Hezekiah’s heartfelt prayer
The first prayer we will examine is found in 2 Kings 20:1-3. When the prophet Isaiah told King Hezekiah that he would die, Hezekiah reacted to the message with a supplication found in verse 3. Hezekiah reminded God of his efforts to walk before Him with a loyal heart. It seems he might have wanted to say more to God, but emotion overcame him and he broke down in tears and cried bitterly.
So, even before Isaiah had gone out of the courtyard of the royal palace, God sent him back to King Hezekiah with a second message, which was a response to the king’s prayer. In this second message, God said, “I have heard your prayer, I have seen your tears” (verse 5).
What did God hear? The audible words of the king were a reminder to God of his efforts to walk before Him with a sincere heart. But there was more of the king’s prayer in his heart where it came from. So God heard the prayer in King Hezekiah’s heart as well as the bit that he managed to utter before he broke down in tears.
God does not want lip service. He wants people who seek Him with their whole heart. Jesus warned that those who simply come with words and not actions (not doing what God says from the heart) will not be in the Kingdom of God.It is fair to conclude that the king wanted to ask God to spare his life. God granted that two-part prayer by adding 15 more years to the life of the king.
God does not want lip service. He wants people who seek Him with their whole heart (Isaiah 29:13; Psalm 119:2). Jesus warned that those who simply come with words and not actions (not doing what God says from the heart) will not be in the Kingdom of God (Matthew 7:21-23).

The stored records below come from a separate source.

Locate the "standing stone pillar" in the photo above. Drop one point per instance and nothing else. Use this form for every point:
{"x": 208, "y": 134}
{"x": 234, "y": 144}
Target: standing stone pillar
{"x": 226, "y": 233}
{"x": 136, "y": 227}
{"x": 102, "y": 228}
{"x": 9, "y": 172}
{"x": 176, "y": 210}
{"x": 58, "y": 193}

Hannah’s prayer from the heart
In another example earlier in the history of Israel, Hannah (who became the mother of the prophet Samuel) made a heartfelt prayer (1 Samuel 1:10, 13).
Hers was a prayer in her heart. Because of mental anguish, her lips were moving as in a whispered prayer, but Eli the priest thought she was drunk and rebuked her (verse 14). God, however, heard that inaudible supplication and responded by granting her request (verse 20).
Heartfelt and persistent
We don’t have to always be in anguish in order to pray to God from the depth of our hearts. We can pray fervently out of joy, love and positive emotions as well. We can express our thankfulness to God for wonderful things like marriage, the birth of a child, healings, the beauty of His creation and the way He has fulfilled our needs. We can rejoice in the knowledge of His truth and the perfection of His plan.
Whether in anguish or joy or thanksgiving, every one of our prayers should be from our hearts.
Sometimes God will test us to see the sincerity of our prayers. This is shown in the parable of the unjust judge (Luke 18:1-5). In this parable God teaches us “that men always ought to pray and not lose heart” (verse 1) because God knows it is good for us to learn to be persistent. When our prayers come from the heart, then we will be persistent and unwavering.
God understands our groanings
Sometimes we have a prayer in our heart, but we fail to say it properly (Romans 8:26-27). Hezekiah groaned in his heart, and God heard the complete prayer. God through the Holy Spirit helps us pray as we need to, and He understands what we are trying to say.
From King Hezekiah’s example, we should always remember that God respects a sincere prayer, no matter how poorly it is presented because of our human imperfections. If we always come to God with a true heart, then words of sincerity will follow (Hebrews 10:22).